Вместо стульев Уильям предложил присесть на пороге дверного проема – двоим там как раз хватит места. За их спинами возилась Грэйс: как обычно, занималась исследованием этого уголка вселенной. Она уже умудрилась протиснуться между телевизорами и ведрами, из-за которых теперь торчала ее нога. Хейзл уселась рядом с Уильямом, выглянула в сад и обхватила колени руками. Ноги потихоньку согревались. Она слышала, как где-то заскрипел тормозами грузовик, но это далеко.
– Здесь, как в параллельном мире, – сказала она. – Трудно поверить, что происходящее за стеной действительно существует.
– И тем не менее… – сказал Уильям.
– Я знаю. Я видела, что случилось, когда вы выходили наружу.

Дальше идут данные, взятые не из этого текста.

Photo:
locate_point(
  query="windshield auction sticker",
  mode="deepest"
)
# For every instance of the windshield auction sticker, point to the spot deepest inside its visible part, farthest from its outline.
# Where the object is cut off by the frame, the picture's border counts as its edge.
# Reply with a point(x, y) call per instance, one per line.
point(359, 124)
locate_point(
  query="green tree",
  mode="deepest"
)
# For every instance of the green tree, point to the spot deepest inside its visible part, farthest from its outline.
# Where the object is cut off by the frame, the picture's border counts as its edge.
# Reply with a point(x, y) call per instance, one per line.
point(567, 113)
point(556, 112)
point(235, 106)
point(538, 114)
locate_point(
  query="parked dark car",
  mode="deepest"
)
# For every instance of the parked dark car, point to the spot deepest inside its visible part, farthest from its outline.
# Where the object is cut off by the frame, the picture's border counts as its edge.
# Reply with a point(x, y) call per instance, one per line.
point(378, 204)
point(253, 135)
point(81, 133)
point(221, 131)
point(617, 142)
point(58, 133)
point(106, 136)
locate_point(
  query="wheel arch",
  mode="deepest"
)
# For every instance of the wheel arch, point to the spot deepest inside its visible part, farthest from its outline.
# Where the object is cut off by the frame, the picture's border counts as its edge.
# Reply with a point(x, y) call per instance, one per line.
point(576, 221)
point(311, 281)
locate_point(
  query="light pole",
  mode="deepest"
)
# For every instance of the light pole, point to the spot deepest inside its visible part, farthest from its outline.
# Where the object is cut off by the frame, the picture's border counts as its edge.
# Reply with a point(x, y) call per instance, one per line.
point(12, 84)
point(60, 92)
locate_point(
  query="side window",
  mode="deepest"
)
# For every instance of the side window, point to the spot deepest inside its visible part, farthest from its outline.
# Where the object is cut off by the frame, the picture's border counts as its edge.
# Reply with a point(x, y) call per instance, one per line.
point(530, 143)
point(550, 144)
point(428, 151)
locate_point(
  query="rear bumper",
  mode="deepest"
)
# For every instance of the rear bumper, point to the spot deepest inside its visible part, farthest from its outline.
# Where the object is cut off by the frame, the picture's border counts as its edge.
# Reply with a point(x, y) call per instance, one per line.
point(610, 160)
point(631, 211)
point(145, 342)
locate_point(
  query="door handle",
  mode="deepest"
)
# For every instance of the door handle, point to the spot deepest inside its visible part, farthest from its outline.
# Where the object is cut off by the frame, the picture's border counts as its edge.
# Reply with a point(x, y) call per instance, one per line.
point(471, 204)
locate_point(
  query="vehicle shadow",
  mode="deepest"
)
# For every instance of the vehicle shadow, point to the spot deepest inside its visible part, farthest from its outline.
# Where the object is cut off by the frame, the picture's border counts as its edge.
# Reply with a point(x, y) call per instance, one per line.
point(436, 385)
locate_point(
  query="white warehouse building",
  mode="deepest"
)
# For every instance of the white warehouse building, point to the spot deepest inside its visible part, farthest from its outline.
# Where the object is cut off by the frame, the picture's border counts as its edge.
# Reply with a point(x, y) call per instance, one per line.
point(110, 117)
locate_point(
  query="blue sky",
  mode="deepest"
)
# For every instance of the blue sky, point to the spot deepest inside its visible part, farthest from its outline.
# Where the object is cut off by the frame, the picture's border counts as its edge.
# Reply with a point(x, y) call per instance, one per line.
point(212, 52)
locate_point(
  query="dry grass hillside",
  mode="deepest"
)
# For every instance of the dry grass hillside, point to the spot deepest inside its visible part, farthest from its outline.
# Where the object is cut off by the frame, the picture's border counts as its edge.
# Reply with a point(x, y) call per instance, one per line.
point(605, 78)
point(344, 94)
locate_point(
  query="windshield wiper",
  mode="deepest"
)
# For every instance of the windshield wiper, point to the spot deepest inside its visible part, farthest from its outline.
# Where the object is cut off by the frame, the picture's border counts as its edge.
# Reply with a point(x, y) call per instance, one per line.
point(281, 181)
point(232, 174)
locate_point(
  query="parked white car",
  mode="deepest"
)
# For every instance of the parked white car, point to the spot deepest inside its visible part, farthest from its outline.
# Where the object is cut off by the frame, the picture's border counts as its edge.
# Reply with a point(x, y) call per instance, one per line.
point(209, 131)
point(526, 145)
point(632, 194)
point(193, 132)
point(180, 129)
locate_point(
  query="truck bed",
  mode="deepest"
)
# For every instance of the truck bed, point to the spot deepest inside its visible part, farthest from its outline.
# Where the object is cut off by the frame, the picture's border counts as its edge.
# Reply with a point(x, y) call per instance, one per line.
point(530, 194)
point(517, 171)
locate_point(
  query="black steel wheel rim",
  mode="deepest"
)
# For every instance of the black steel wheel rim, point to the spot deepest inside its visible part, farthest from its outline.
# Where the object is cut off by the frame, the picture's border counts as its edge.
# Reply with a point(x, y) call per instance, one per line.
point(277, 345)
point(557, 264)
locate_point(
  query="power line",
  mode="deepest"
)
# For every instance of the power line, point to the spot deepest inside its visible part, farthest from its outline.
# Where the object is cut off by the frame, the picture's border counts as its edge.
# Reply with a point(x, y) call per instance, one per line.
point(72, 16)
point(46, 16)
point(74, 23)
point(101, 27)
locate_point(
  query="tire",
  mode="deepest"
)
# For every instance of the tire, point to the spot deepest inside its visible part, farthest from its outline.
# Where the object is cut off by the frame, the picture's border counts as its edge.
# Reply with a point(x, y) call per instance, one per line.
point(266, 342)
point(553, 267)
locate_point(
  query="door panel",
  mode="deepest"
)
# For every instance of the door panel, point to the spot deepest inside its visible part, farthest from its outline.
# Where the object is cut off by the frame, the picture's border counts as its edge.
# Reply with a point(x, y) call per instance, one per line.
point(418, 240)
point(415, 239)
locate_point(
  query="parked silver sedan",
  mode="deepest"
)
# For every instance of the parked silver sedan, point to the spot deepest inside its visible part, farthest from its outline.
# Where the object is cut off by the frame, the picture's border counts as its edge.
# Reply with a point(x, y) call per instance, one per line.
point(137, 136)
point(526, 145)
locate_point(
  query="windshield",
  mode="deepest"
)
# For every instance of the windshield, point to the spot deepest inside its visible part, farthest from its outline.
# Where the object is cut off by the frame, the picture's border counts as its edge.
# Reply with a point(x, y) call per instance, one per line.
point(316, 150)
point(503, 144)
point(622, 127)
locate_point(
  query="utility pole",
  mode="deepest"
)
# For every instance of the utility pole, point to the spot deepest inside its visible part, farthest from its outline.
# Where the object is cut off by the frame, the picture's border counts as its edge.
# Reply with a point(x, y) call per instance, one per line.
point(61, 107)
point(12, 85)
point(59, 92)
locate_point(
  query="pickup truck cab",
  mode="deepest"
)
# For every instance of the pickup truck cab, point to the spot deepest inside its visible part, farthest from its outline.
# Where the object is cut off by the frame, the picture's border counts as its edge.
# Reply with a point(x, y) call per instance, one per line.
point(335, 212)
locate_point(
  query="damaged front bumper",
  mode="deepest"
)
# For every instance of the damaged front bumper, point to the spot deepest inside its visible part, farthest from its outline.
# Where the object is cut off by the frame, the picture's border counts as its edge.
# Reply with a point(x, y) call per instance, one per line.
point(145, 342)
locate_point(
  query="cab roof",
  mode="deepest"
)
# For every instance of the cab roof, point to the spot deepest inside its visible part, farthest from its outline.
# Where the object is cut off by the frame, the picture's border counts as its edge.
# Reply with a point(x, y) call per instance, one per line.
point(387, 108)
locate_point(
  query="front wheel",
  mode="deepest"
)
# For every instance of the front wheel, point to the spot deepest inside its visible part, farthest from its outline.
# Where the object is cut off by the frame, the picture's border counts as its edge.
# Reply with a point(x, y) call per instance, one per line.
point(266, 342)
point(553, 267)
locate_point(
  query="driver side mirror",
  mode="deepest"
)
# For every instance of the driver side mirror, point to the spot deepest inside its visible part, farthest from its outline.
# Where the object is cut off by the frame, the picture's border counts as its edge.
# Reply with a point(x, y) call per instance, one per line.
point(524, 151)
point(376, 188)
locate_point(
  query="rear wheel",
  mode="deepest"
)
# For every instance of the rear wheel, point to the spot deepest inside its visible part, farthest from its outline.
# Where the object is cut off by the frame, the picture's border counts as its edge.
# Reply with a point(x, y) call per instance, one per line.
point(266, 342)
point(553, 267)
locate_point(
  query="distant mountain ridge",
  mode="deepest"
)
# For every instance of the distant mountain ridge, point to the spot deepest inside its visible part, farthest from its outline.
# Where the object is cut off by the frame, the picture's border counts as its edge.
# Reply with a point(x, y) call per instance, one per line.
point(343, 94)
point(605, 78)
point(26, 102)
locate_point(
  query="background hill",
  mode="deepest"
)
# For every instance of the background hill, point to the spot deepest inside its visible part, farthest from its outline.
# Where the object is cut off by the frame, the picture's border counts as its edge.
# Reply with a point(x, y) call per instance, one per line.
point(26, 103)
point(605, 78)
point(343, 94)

– Я должен был попробовать, – начал оправдываться Уильям. – Не каждый же день случается конец Британии.
– Это вовсе не конец.
– Вы знаете, о чем я. Этот Маастрихтский договор.
У них из-за спины раздался голос Грэйс:
– Маастрихтское соглашение о Европейском Союзе! Сегодня все меняется! – Ее голова вынырнула из-за проволочной клетки. – Нам об этом сегодня в школе рассказывали.
Хейзл обернулась:
– Ты правда думаешь, что сегодня все изменится?
– Конечно. Сегодня мне десять!
Грэйс исчезла за ведрами и тут же показалась снова. Ей хотелось знать, когда день рождения у Хейзл.
– Скоро, – ответила Хейзл, – а может быть, уже прошел. Я не знаю.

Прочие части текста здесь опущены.